The government agreed to offer loans to undergraduate part-time students for the first time in 2012 and clearly believed that this would provide a significant boost for part-time higher education. This has not proved to be the case. Falls in student numbers are as great as 40% in some institutions and although part-time students seldom apply before Easter time, from talking to colleagues in different institutions, very early indications for 2013 do not suggest a major bounce back. Part-time mature students have always been very price sensitive and clearly this has had a major impact on recruitment, particularly at a time when wages are depressed and workers are concerned about their jobs.

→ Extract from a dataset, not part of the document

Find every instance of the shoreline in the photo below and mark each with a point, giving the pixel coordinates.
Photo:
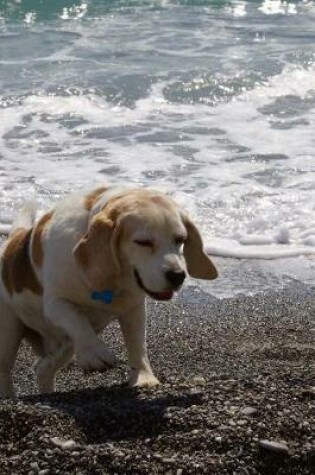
(235, 372)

We know that ‘over 70% of our 2020 workforce have already completed their compulsory education’ (Leitch report, 2006). Part-time higher education for returners to education while in work is a vital part of supporting our economic recovery. Hence, there is a real need to re-focus our efforts on part-time and mature higher education.

Intelligence from a wide variety of part-time higher education providers indicates that the new system for part-time students has not been communicated very well. At the very least some sort of campaign to explain the loan system is needed.

Part-time students are, of course, much harder to reach than young people in schools, but a concerted effort to work between FE colleges and other HE institutions is necessary. Employer networks need to be exploited and support from government is also important to get the message across that learning as a part-timer is not only possible but there is help to undertake your study.

Perhaps more importantly we need to re-assert that higher education is vital for the future of our society and our economy. We need to demonstrate the value of such learning to employers and to society at large, not only for young full-time students but for part-timers as well. If 70% of the 2020 workforce are already adults then part-time HE study is even more important. We need clear policies which encourage employers and adults to undertake study and incentives and plans for institutions to ensure we have the skills our society needs for the future.

Universities UK has realised the seriousness of this issue and is leading a review of part-time and mature higher education. As a member of the working party I will be making these points very clearly.

Mary Stuart is Vice-Chancellor of Lincoln University.

 

Comments

Lesley Duffin

February 18th, 2013 at 4:03 pm

I wholly support this proposal. As someone who gained a BA, MA and teaching quals as a Part time Mature student whilst working and being self funded, I am aware of the benefits of a Higher Education but also of the problems facing people wanting to take this pathway to a better future. I’ll be following this closely.